Editorial: Evolution follows revolution

While it goes without saying that the world's second largest IT show had something for everybody, it was the arena of convergence that once again held most of the aces in Taiwan this year. Although failing to match the weird and wonderful wow factor of Computex 2004, there were still plenty of head-turning exhibits to fire the imagination.

Not surprisingly, portable music gadgets of all colours, shapes and sizes were everywhere - one example from Bright Headphone Electronics saw a 256MB MP3 player and FM tuner built into a set of Bluetooth headphones, while another took the form of a wristwatch.

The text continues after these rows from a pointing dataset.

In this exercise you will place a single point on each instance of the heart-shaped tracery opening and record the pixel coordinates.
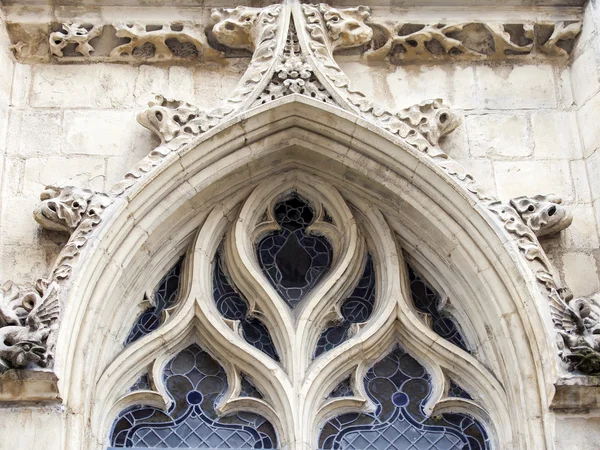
(293, 259)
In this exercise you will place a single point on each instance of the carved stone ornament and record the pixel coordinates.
(28, 316)
(544, 214)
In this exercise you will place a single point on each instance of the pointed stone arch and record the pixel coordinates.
(440, 221)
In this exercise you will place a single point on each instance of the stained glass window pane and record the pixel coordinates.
(292, 259)
(195, 382)
(233, 306)
(165, 296)
(399, 386)
(427, 301)
(357, 308)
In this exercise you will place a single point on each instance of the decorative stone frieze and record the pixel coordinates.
(392, 38)
(410, 42)
(28, 316)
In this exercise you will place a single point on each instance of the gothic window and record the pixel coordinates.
(315, 285)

Top Light International was demonstrating pairs of 5W speakers designed for the iPod mini that were small enough to lie next to each other on the open palm of one hand. Puro stood out at the other end of the speaker spectrum with some very cool lounge room designs shaped in a figure eight and manufactured from ceramic.

Digital video recorders, media adapters and TV tuners were in abundance. LCD screens keep getting bigger, and smaller, as do computer cases - the huge gaming chassis were all flashing lights and harsh angles while the mini PCs sported minimalist design elements. This year's show also had a large stand demonstrating wares designed for the car, which was largely dominated by GPS navigation devices and LCD screens. The latter are meant to keep the kids amused in the back but older models of these screens were hitching a ride in the front of some cabs I travelled in.

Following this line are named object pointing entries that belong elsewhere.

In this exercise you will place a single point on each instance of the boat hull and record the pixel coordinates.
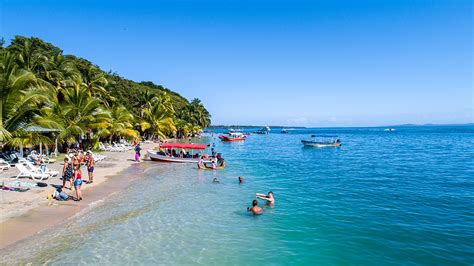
(208, 168)
(225, 138)
(320, 144)
(162, 158)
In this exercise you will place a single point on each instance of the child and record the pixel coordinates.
(78, 184)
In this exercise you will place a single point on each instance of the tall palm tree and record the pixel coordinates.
(158, 117)
(77, 114)
(20, 95)
(121, 124)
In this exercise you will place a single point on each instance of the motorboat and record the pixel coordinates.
(165, 153)
(321, 141)
(233, 136)
(263, 131)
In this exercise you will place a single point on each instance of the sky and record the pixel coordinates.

Hawyang Semiconductor was demonstrating a cool film-like material for use in conjunction with a digital projector. They had a 12-inch piece of this material stuck to a sheet of glass and were projecting a Kylie concert through it. They were obviously big fans of Ms Minogue because she seemed to be on loop for the entire show. Hawyang director, Vincent Lee, said the material was washable, would be just as effective if stuck to a wall at home and could be bought in sheets up to 80 inches in diameter.

CyberLink was showing an impressive suite of multimedia software capable of everything from red-eye reduction and one-click colour optimisation for digital photos to background noise reduction and image editing tools for home videos. While 12 months is a long time in product development cycles, some things at Computex never change. The battle to attract attention in the components hall was once again fought more fiercely than elsewhere, with all the major players employing legions of beautiful young girls to bring the crowds flocking to their displays. It isn't a sophisticated ploy but it works a treat - you could always tell where the latest vendor-promoting karaoke performance was underway because each seemed to generate more camera flashes than an Olympic track final.

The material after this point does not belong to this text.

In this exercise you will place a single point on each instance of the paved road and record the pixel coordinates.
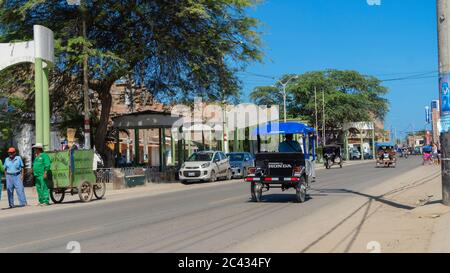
(209, 219)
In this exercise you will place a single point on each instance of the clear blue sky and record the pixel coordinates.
(396, 39)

If last year's event was one of revolution, Computex 2005 suggested evolution as the industry becomes more comfortable with developing and promoting the digital lifestyle. Imagination is the only real barrier to what can be achieved and few nations are driving the concept as enthusiastically or effectively as the Taiwanese.

There are obviously still plenty of standardisation issues to be addressed, especially on the hardware side, but that process is well underway. If the digital lifestyle is to become more widely accepted, more quality content that is easily accessible will be the key.